Missouri is widely referred to as the premier bellwether state in presidential politics, having voted for the winning candidate in 25 out of 26 elections from 1904 to 2004. But Missouri isn't the only state with a remarkable record of voting with the majority of the country. Tennessee voted for the eventual winner in all but two elections between 1912 and 2004 -- its only aberrations coming in 1960 when it voted for Richard Nixon and 1924 when it chose John Davis over Calvin Coolidge.

While recent polling shows Missouri in play for both candidates this year, it's already clear which direction Tennessee is leaning -- away from Barack Obama, whom national polling indicates is favored to be the next president.

"The state seems poised to lose its status as a bellwether state this year," says Mark E. Byrnes, a political scientist at Middle Tennessee State University. "Barack Obama trails in Tennessee and few observers give him much chance of winning here. In general, the state appears to be trending more Republican, in part because of rapid population growth in white-collar suburban communities."

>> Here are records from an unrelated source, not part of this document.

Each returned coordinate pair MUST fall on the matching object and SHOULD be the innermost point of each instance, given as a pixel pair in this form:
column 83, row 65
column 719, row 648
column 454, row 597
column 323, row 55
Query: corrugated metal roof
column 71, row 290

Franklin D. Roosevelt and other Democrats consistently won Tennessee in the first half of the 20th century. But after 1952 the only Democrats the state has supported for president have been those from south of the Mason-Dixon line. "The Democratic presidential candidates who have carried Tennessee in recent decades have been Bill Clinton and Jimmy Carter, Southern moderates," Mr. Byrnes points out. "Candidates who appear too liberal, like Obama -- or even native son Al Gore in 2000 -- have difficulty here."

Should both Missouri and Tennessee end up voting for the loser in 2008, it may be just another sign that a dramatic realignment of U.S. politics is underway.